We have a lush fruit-filled orange tree in our front yard. We did not plant him. We inherited him. For 12 years he has come to bear large juicy oranges. And while the bold, fragrant blossoms are like the smell of sweet perfume, the oranges have been sour and filled with pulp. Year after year, I return to the tree anticipating freshly squeezed orange juice. Each year I am disappointed. I have loved, this tree, nurtured it, treated it and cared for the soil.
Perhaps the message of today’s sermon based on Matthew 7:15-20, “A bad tree cannot bear good fruit,” was true. He is a bad tree and should be cut down and thrown in the fire. But perhaps, transformation is possible.
You see, this year I have gone beyond the methodical care of the orange tree. I made a new year’s resolution to lift this tree up. I would not accept that he was bad. January 1st, I named him: The tree of OJ. I would wash his leaves, spray his branches and I would converse with him daily, letting him know he was loved no matter if his fruit was not delicious. Meticulously I carried out this task.
Today, the Reverand’s message haunted me, “by their fruit, you will recognize them.”
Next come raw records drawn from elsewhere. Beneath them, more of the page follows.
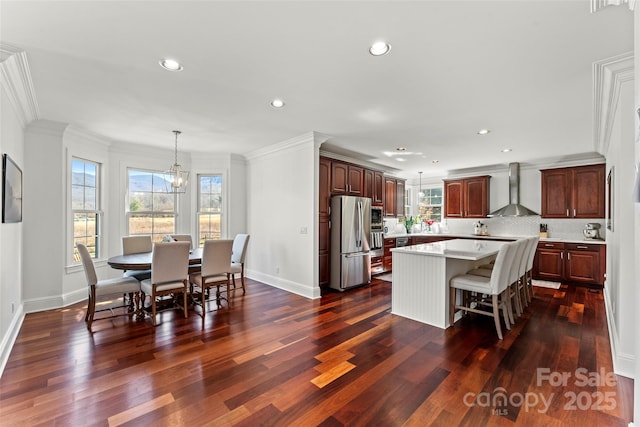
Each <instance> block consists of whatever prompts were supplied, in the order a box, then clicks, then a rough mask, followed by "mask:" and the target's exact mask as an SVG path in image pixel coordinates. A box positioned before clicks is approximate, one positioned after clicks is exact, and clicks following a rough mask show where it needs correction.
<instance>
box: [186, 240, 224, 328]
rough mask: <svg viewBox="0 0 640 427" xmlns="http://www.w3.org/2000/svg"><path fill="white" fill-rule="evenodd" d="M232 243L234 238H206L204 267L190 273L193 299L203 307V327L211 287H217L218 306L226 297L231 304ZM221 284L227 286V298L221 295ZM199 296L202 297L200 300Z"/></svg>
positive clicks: (202, 266)
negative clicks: (197, 271) (220, 302)
mask: <svg viewBox="0 0 640 427" xmlns="http://www.w3.org/2000/svg"><path fill="white" fill-rule="evenodd" d="M232 245H233V241H232V240H206V241H205V242H204V248H203V249H202V268H201V270H200V271H199V272H196V273H192V274H189V283H190V287H191V296H192V301H193V302H194V303H195V304H197V305H200V307H201V308H202V311H201V316H202V327H203V328H204V318H205V315H206V313H207V300H208V299H209V290H210V288H212V287H213V286H215V287H216V304H217V306H218V308H220V307H221V306H222V304H221V303H220V300H221V299H226V300H227V304H231V299H230V295H229V291H230V285H231V272H230V268H229V264H230V263H231V249H232ZM221 286H224V287H226V293H227V296H226V298H224V297H222V296H221V293H220V287H221ZM195 287H197V288H199V292H196V289H195ZM198 297H200V300H199V301H198Z"/></svg>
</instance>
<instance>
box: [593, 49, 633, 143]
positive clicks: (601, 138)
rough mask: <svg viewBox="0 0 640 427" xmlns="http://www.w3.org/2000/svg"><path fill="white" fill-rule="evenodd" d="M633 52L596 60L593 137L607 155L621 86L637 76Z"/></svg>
mask: <svg viewBox="0 0 640 427" xmlns="http://www.w3.org/2000/svg"><path fill="white" fill-rule="evenodd" d="M633 73H634V57H633V53H632V52H628V53H624V54H622V55H618V56H614V57H612V58H607V59H604V60H602V61H598V62H595V63H594V64H593V100H594V102H593V108H594V111H593V127H594V128H593V140H594V148H595V150H596V151H597V152H598V153H600V154H602V155H606V154H607V150H608V148H609V140H610V139H611V131H612V128H613V122H614V119H615V115H616V106H617V105H618V98H619V97H620V87H621V86H622V84H623V83H624V82H627V81H631V80H633V78H634V76H633Z"/></svg>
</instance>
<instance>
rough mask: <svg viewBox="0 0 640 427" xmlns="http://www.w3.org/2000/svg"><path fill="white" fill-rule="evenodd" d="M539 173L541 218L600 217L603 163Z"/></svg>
mask: <svg viewBox="0 0 640 427" xmlns="http://www.w3.org/2000/svg"><path fill="white" fill-rule="evenodd" d="M540 172H541V179H542V183H541V184H542V197H541V205H542V206H541V216H542V217H543V218H585V219H586V218H604V208H605V201H604V196H605V165H604V164H597V165H587V166H577V167H571V168H558V169H544V170H541V171H540Z"/></svg>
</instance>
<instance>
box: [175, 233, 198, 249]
mask: <svg viewBox="0 0 640 427" xmlns="http://www.w3.org/2000/svg"><path fill="white" fill-rule="evenodd" d="M169 236H170V237H171V238H172V239H173V240H175V241H176V242H189V245H190V246H189V250H191V249H193V240H192V239H191V234H169Z"/></svg>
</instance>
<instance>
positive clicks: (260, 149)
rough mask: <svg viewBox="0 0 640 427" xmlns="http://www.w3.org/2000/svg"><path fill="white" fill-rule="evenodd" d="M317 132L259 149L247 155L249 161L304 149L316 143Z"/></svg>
mask: <svg viewBox="0 0 640 427" xmlns="http://www.w3.org/2000/svg"><path fill="white" fill-rule="evenodd" d="M315 136H316V132H313V131H311V132H307V133H303V134H302V135H298V136H294V137H293V138H290V139H287V140H286V141H282V142H279V143H276V144H272V145H269V146H267V147H263V148H259V149H257V150H254V151H252V152H250V153H248V154H246V155H245V157H246V158H247V160H248V161H252V160H255V159H258V158H261V157H266V156H270V155H272V154H275V153H278V152H280V151H285V150H291V149H296V148H302V147H304V146H306V145H307V144H309V143H311V144H314V143H315Z"/></svg>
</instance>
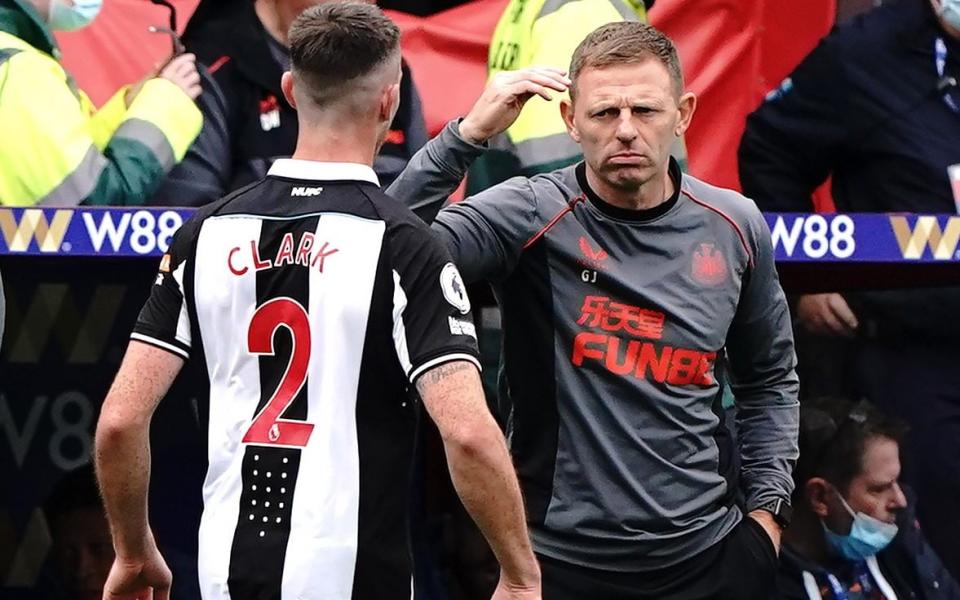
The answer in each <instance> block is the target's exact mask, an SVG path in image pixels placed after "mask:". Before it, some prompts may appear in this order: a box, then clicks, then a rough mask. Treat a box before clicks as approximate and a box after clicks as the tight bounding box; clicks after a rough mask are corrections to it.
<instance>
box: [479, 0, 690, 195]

Resting under the branches of the tree of OJ this very hot, winter afternoon, I held a ripe orange in my hands. I cleaned it with a cool, wet rag. I peeled off its thick, tough skin and carefully ripped apart the segments. I raised one fleshy slice to my mouth. A miracle occurred. The tree of OJ had achieved near perfection. This bad old tree can bear good fruit.
Perhaps, with love, patience, kindness and understanding even an unsuspecting orange can be changed.